Si les peuples ivoiriens s’imprègnent de plus en plus du modernisme et de ses corollaires notamment des rythmes urbains (Zouglou, Coupé Décalé, Hip-Hop, Rnb…), il n’en demeure pas moins qu’ils restent fermement attachés à leurs danses traditionnelles. Ces danses qui sont des danses de réjouissances reflètent pour la plupart un état d’esprit, la manière dont chaque peuple appréhende sa tradition et sa culture, ce qui est interdit et permis.

Par Murielle Celianthe

Aussi sont-elles un puissant moyen de rassemblement des fils et filles des différentes régions qui commémorent ensemble pendant quelques heures ou quelques jours leur tradition, faisant la promotion des richesses culinaires et des masques ivoiriens.
Nous faisons la part belle à quelques-unes de ces danses qui sont un peu moins connues que les autres.

LE DOH

Le Doh est une fête de réjouissance Koyaka qui se tient les 2 premiers jours de la fête de TABASKI. Signifiant « tabou » en langue Koyaka, le Doh revêt un caractère sacré, il n’est pas accessible à tous, notamment aux femmes, à qui il est formellement interdit de voir les masques lors de la cérémonie. Exécuté seulement la nuit, la danse Doh est accompagnée de démonstrations de puissances, de tam-tam et de chants traditionnels. Ce sont 11 masques au total, chacun aussi atypique que l’autre, qui présentent aux festivaliers leur agilité et leur puissance mystique.

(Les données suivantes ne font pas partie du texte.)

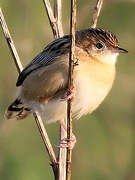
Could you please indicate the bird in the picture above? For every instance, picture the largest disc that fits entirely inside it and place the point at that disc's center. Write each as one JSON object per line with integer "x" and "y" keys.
{"x": 43, "y": 82}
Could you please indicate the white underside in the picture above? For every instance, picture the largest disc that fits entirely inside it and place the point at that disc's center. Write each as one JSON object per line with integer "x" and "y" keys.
{"x": 87, "y": 98}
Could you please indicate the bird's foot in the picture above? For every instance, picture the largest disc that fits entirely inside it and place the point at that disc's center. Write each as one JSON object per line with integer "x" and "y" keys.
{"x": 69, "y": 94}
{"x": 68, "y": 143}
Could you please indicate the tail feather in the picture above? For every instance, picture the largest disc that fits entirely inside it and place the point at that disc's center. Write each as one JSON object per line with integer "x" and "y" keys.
{"x": 17, "y": 110}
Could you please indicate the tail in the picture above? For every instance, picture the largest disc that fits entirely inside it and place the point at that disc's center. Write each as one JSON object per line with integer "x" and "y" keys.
{"x": 17, "y": 110}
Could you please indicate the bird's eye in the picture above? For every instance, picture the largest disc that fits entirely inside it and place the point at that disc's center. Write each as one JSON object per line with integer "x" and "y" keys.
{"x": 99, "y": 45}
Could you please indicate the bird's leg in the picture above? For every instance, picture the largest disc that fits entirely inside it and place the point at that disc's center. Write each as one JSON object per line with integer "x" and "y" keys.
{"x": 70, "y": 143}
{"x": 69, "y": 94}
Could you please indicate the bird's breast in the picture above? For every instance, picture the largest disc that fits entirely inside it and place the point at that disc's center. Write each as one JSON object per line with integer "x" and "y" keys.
{"x": 92, "y": 82}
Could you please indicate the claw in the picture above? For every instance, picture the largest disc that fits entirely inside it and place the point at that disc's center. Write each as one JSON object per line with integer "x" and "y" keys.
{"x": 68, "y": 143}
{"x": 69, "y": 94}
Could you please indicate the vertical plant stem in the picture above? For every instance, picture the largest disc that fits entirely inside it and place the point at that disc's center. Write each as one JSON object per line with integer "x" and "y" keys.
{"x": 96, "y": 13}
{"x": 10, "y": 43}
{"x": 37, "y": 117}
{"x": 70, "y": 85}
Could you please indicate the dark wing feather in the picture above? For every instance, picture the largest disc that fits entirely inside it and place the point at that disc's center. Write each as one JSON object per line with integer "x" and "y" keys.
{"x": 50, "y": 54}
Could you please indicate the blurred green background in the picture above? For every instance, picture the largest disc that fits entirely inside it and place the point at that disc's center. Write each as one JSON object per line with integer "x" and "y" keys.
{"x": 106, "y": 139}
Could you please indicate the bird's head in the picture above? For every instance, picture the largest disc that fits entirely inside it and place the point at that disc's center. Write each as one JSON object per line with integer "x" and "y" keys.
{"x": 100, "y": 44}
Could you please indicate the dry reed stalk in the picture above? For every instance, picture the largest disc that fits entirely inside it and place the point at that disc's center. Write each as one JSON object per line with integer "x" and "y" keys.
{"x": 96, "y": 13}
{"x": 70, "y": 86}
{"x": 37, "y": 117}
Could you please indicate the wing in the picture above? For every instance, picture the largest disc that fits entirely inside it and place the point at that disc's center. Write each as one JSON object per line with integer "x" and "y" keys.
{"x": 49, "y": 55}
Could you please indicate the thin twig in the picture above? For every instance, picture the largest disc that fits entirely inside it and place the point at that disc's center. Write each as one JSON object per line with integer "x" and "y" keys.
{"x": 58, "y": 16}
{"x": 62, "y": 154}
{"x": 10, "y": 43}
{"x": 70, "y": 85}
{"x": 47, "y": 143}
{"x": 38, "y": 119}
{"x": 96, "y": 13}
{"x": 51, "y": 18}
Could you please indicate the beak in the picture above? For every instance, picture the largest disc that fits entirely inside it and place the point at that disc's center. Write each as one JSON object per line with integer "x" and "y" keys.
{"x": 121, "y": 50}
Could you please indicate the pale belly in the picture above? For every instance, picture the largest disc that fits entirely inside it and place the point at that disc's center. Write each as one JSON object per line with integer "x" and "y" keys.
{"x": 90, "y": 92}
{"x": 88, "y": 97}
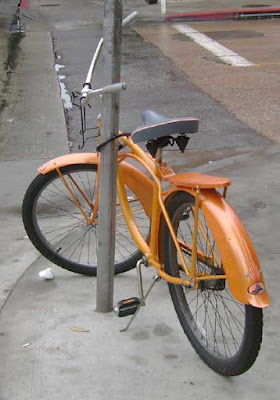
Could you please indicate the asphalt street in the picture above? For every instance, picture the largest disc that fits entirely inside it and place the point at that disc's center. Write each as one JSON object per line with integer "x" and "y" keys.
{"x": 42, "y": 355}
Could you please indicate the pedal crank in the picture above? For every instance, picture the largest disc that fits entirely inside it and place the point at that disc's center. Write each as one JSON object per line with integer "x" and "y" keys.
{"x": 135, "y": 309}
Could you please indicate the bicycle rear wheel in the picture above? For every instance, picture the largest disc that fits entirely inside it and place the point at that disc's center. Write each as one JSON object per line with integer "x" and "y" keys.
{"x": 58, "y": 229}
{"x": 225, "y": 333}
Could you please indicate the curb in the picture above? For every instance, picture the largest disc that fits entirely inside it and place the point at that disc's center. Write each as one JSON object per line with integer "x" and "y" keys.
{"x": 226, "y": 14}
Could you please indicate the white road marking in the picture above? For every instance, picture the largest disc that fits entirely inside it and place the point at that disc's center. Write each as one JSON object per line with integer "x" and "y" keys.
{"x": 225, "y": 54}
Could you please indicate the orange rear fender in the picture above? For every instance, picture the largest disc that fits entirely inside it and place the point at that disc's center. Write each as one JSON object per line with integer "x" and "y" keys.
{"x": 239, "y": 259}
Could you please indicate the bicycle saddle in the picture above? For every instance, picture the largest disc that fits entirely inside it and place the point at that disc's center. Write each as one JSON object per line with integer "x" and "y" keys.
{"x": 157, "y": 126}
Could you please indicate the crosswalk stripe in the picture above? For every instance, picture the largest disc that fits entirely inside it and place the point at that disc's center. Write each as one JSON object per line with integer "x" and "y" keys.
{"x": 225, "y": 54}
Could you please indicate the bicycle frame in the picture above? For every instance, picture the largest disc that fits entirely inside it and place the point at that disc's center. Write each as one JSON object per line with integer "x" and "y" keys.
{"x": 240, "y": 262}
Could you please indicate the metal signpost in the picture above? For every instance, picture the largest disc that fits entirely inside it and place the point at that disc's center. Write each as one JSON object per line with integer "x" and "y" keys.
{"x": 112, "y": 33}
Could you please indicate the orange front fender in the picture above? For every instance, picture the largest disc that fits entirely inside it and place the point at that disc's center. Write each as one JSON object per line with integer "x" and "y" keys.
{"x": 69, "y": 159}
{"x": 239, "y": 259}
{"x": 136, "y": 180}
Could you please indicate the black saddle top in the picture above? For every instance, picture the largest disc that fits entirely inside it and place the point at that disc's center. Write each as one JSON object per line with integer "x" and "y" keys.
{"x": 157, "y": 126}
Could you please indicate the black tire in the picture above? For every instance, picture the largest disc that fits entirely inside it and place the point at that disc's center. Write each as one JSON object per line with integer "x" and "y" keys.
{"x": 225, "y": 333}
{"x": 58, "y": 230}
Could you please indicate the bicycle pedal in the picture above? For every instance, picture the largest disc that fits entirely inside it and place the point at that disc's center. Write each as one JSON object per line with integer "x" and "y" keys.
{"x": 127, "y": 307}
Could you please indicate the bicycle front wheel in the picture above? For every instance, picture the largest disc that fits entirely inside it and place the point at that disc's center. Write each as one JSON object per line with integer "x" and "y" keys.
{"x": 225, "y": 333}
{"x": 57, "y": 228}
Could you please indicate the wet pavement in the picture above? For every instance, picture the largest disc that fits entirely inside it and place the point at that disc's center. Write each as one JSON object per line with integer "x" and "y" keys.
{"x": 42, "y": 356}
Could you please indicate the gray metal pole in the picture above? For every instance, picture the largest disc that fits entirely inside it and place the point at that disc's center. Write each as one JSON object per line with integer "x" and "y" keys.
{"x": 112, "y": 33}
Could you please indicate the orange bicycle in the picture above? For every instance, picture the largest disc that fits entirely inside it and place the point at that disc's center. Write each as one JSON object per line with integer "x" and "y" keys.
{"x": 181, "y": 224}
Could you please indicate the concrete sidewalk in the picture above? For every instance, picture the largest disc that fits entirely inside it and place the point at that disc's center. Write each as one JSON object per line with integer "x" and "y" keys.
{"x": 43, "y": 357}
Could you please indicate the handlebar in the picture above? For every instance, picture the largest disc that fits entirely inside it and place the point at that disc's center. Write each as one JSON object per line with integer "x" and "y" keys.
{"x": 125, "y": 22}
{"x": 87, "y": 93}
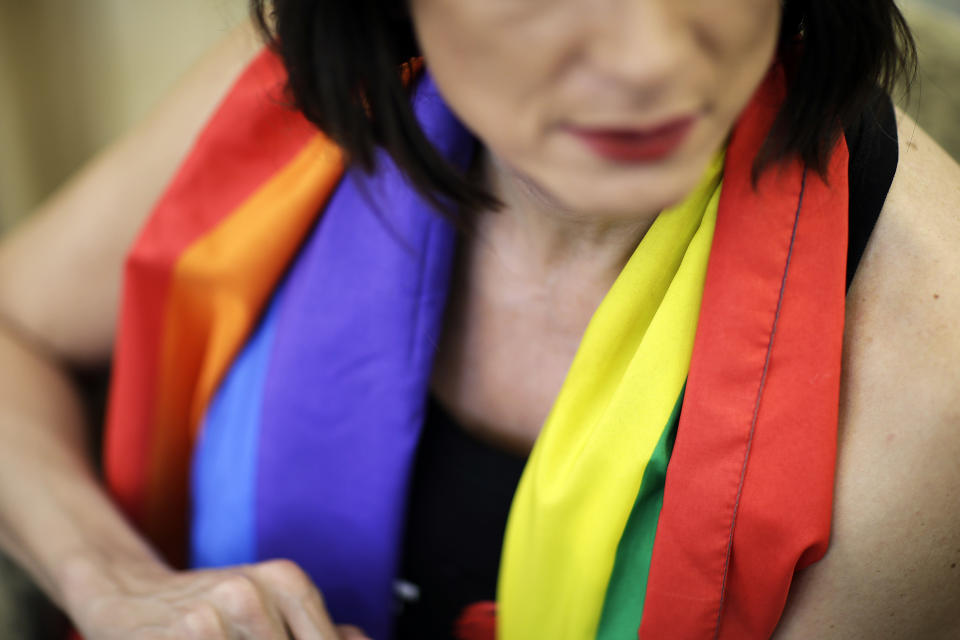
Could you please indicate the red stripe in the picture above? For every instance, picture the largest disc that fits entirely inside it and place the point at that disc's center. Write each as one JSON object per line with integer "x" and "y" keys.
{"x": 251, "y": 136}
{"x": 750, "y": 484}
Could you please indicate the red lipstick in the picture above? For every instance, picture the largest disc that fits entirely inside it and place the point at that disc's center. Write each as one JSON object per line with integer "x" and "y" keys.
{"x": 636, "y": 145}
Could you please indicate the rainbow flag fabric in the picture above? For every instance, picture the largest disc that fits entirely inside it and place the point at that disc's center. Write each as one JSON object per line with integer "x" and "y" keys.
{"x": 277, "y": 334}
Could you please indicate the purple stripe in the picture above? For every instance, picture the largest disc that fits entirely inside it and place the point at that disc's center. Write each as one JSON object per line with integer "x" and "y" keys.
{"x": 358, "y": 322}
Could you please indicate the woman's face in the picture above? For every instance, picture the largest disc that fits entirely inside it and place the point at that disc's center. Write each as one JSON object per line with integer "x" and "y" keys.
{"x": 605, "y": 106}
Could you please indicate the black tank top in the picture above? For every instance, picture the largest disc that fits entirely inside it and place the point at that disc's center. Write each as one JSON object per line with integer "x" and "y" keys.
{"x": 461, "y": 488}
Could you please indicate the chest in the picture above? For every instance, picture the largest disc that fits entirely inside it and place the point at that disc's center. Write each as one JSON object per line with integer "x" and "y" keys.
{"x": 505, "y": 349}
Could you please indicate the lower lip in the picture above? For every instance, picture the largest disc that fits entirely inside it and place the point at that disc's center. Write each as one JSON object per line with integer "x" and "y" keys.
{"x": 636, "y": 146}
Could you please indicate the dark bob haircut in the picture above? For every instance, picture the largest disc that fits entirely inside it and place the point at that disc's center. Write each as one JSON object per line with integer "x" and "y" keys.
{"x": 343, "y": 58}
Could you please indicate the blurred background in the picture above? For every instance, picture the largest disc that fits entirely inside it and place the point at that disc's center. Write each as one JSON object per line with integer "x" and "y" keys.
{"x": 75, "y": 74}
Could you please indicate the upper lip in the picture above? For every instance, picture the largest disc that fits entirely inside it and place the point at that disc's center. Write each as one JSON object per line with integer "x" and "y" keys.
{"x": 630, "y": 130}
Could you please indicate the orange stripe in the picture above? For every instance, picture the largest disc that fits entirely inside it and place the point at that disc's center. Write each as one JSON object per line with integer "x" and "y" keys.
{"x": 220, "y": 285}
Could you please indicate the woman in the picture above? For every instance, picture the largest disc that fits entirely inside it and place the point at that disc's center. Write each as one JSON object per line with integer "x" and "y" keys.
{"x": 592, "y": 119}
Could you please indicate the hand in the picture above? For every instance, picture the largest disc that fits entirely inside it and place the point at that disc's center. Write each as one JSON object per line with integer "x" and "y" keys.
{"x": 268, "y": 601}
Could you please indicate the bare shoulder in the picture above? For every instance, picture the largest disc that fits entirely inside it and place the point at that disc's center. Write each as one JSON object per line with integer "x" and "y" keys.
{"x": 893, "y": 568}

Le Doh se déroule le plus souvent dans la région du Béré à Mankono.

L’ADOWA

L’adowa est une danse populaire en pays Akan, qui n’est associée à aucun masque. Elle signifie en langue Abron, danse de la biche royale et s’exécute le plus souvent durant les cérémonies funèbres et les événements sociaux publics. A chaque danse de Adowa, une histoire unique est racontée par le langage corporelle des danseurs. Ces derniers captivent l’attention des spectateurs par les mouvements qu’ils font avec leurs mains. Un langage corporel qui est accentué par l’utilisation d’un petit tissu blanc qu’ils tiennent en main.
Pour accompagner la danse adowa plusieurs tambours, sont utilisés notamment une paire d’atumpan, un tambour en sablier, le donno, un apentemma, un petia, un brenko.
A ces tambours s’ajoutent des cloches: une cloche double, le dawuru, et une cloche simple, l’atoke

L’ABODAN

L’Abodan est aussi une danse traditionnelle issue du pays Akan, précisément une danse du peuple Agni exécutée dans l’est de la Côte d’Ivoire notamment dans la région de l’Indenié-Djuablin.
L’Abodan est dansé pendant les grands évènements culturels tels que la fête des ignames ou fête de la purification, qui réunit tous les fils et filles du royaume autour de leur souverain…une façon solennelle de remercier et de rendre un culte aux esprits et aux ancêtres pour leur assistance et leur protection.
Elle s’exécute aussi à l’occasion des obsèques d’un riche homme et les grandes rencontres culturelles et traditionnelles.

LE ZAGROBI

Le Zagrobi est une danse de l’ouest de la cote d’ivoire, une danse du peuple bété. Elle se caractérise par la nature du message qu’elle transmet. Une histoire immuable et très ancienne selon laquelle après plusieurs jours de marche dans une forêt sacrée, un chasseur a interrompu des génies en plein rituel. Ce dernier s’étant échappé a finalement été rattrapé par les génies qui ont fini par l’initier à la danse Zagrobi. Une danse qui est pérennisée par les anciens et exécutée seulement pendant les mariages par les femmes mariés.